Merging BERT-based embedding models

tomaarsen commented 4 months ago

Hello!

I've noticed that #269 introduces support for BERT-based model merging. I've tried it out on a few that I fancy, and I've been having a few issues.

My Config

models:
  - model: mixedbread-ai/mxbai-embed-large-v1
  - model: BAAI/bge-large-zh-v1.5
  - model: WhereIsAI/UAE-Large-V1
merge_method: model_stock
base_model: mixedbread-ai/mxbai-embed-large-v1

with

mergekit-yaml .\bert-config.yaml merged_model

Output

Traceback (most recent call last):
  File "[sic]/.conda/envs/mergekit/lib/runpy.py", line 197, in _run_module_as_main
    return _run_code(code, main_globals, None,
  File "[sic]/.conda/envs/mergekit/lib/runpy.py", line 87, in _run_code
    exec(code, run_globals)
  File "[sic]/.conda/envs/mergekit/Scripts/mergekit-yaml.exe/__main__.py", line 7, in <module>
  File "[sic]/.conda/envs/mergekit/lib/site-packages/click/core.py", line 1157, in __call__
    return self.main(*args, **kwargs)
  File "[sic]/.conda/envs/mergekit/lib/site-packages/click/core.py", line 1078, in main
    rv = self.invoke(ctx)
  File "[sic]/.conda/envs/mergekit/lib/site-packages/click/core.py", line 1434, in invoke
    return ctx.invoke(self.callback, **ctx.params)
  File "[sic]/.conda/envs/mergekit/lib/site-packages/click/core.py", line 783, in invoke
    return __callback(*args, **kwargs)
  File "[sic]code/mergekit/mergekit/options.py", line 78, in wrapper
    f(*args, **kwargs)
  File "[sic]/code/mergekit/mergekit/scripts/run_yaml.py", line 47, in main
    run_merge(
  File "[sic]/code/mergekit/mergekit/merge.py", line 87, in run_merge
    for _task, value in exec.run():
  File "[sic]/code/mergekit/mergekit/graph.py", line 191, in run
    res = task.execute(**arguments)
  File "[sic]/code/mergekit/mergekit/io/tasks.py", line 78, in execute
    raise RuntimeError(
RuntimeError: Tensor bert.encoder.layer.23.output.LayerNorm.weight required but not present in model WhereIsAI/UAE-Large-V1

I resolved this by updating bert.json and removing the bert. at the start of each weight. That part does not exist when you load the model with AutoModel or BertModel, only with BertModelFor....

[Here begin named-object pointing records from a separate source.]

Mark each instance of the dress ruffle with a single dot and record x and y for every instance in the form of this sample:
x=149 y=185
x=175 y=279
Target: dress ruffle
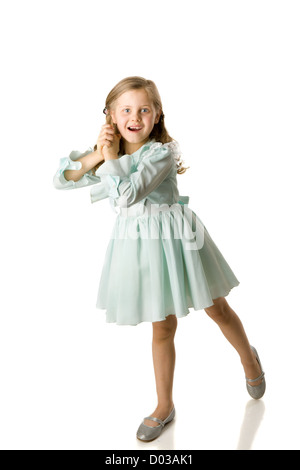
x=161 y=264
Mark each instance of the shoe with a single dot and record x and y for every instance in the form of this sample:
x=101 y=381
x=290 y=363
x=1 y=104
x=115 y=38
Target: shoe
x=149 y=433
x=256 y=391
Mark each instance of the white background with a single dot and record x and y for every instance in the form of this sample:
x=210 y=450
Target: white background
x=228 y=74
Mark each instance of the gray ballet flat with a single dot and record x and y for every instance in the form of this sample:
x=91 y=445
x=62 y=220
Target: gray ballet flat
x=256 y=391
x=148 y=433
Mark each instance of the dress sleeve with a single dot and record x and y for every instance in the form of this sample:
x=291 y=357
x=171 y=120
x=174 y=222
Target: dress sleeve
x=127 y=187
x=69 y=163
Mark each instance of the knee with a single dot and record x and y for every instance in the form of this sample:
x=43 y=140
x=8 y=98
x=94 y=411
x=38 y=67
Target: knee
x=165 y=330
x=220 y=311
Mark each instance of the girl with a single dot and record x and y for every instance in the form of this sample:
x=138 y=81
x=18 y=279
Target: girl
x=160 y=259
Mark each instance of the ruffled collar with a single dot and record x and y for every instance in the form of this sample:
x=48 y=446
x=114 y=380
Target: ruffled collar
x=152 y=144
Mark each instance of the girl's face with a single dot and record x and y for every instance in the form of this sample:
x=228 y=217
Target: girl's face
x=135 y=117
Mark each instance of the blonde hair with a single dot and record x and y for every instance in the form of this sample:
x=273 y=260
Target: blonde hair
x=159 y=131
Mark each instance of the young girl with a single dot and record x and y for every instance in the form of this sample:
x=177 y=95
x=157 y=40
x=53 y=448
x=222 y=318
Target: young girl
x=160 y=259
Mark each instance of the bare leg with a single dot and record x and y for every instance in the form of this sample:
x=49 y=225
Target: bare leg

Upon retrying, I get the following error instead:

Fetching 9 files: 100%|███████████████████████████████████████████████████████████████████████████████████████████████████████████████████████████████████████████████████████| 9/9 [00:00<?, ?it/s]
Fetching 9 files: 100%|███████████████████████████████████████████████████████████████████████████████████████████████████████████████████████████████████████████████████████| 9/9 [00:00<?, ?it/s] 
Fetching 9 files: 100%|███████████████████████████████████████████████████████████████████████████████████████████████████████████████████████████████████████████████████████| 9/9 [00:00<?, ?it/s] 
Warmup loader cache: 100%|████████████████████████████████████████████████████████████████████████████████████████████████████████████████████████████████████████████| 3/3 [00:01<00:00,  2.01it/s] 
 99%|███████████████████████████████████████████████████████████████████████████████████████████████████████████████████████████████████████████████████████▊  | 2321/2354 [00:02<00:00, 809.82it/s]
Traceback (most recent call last):
  File "[sic]/.conda/envs/mergekit/lib/runpy.py", line 197, in _run_module_as_main
    return _run_code(code, main_globals, None,
  File "[sic]/.conda/envs/mergekit/lib/runpy.py", line 87, in _run_code
    exec(code, run_globals)
  File "[sic]/.conda/envs/mergekit/Scripts/mergekit-yaml.exe/__main__.py", line 7, in <module>
  File "[sic]/.conda/envs/mergekit/lib/site-packages/click/core.py", line 1157, in __call__
    return self.main(*args, **kwargs)
  File "[sic]/.conda/envs/mergekit/lib/site-packages/click/core.py", line 1078, in main
    rv = self.invoke(ctx)
  File "[sic]/.conda/envs/mergekit/lib/site-packages/click/core.py", line 1434, in invoke
    return ctx.invoke(self.callback, **ctx.params)
  File "[sic]/.conda/envs/mergekit/lib/site-packages/click/core.py", line 783, in invoke
    return __callback(*args, **kwargs)
  File "[sic]/code/mergekit/mergekit/options.py", line 78, in wrapper
    f(*args, **kwargs)
  File "[sic]/code/mergekit/mergekit/scripts/run_yaml.py", line 47, in main
    run_merge(
  File "[sic]/code/mergekit/mergekit/merge.py", line 87, in run_merge
    for _task, value in exec.run():
  File "[sic]/code/mergekit/mergekit/graph.py", line 191, in run
    res = task.execute(**arguments)
  File "[sic]/code/mergekit/mergekit/merge_methods/model_stock.py", line 43, in execute
    raise ValueError(
ValueError: ModelStockMerge requires at least 3 models (base plus two+ others)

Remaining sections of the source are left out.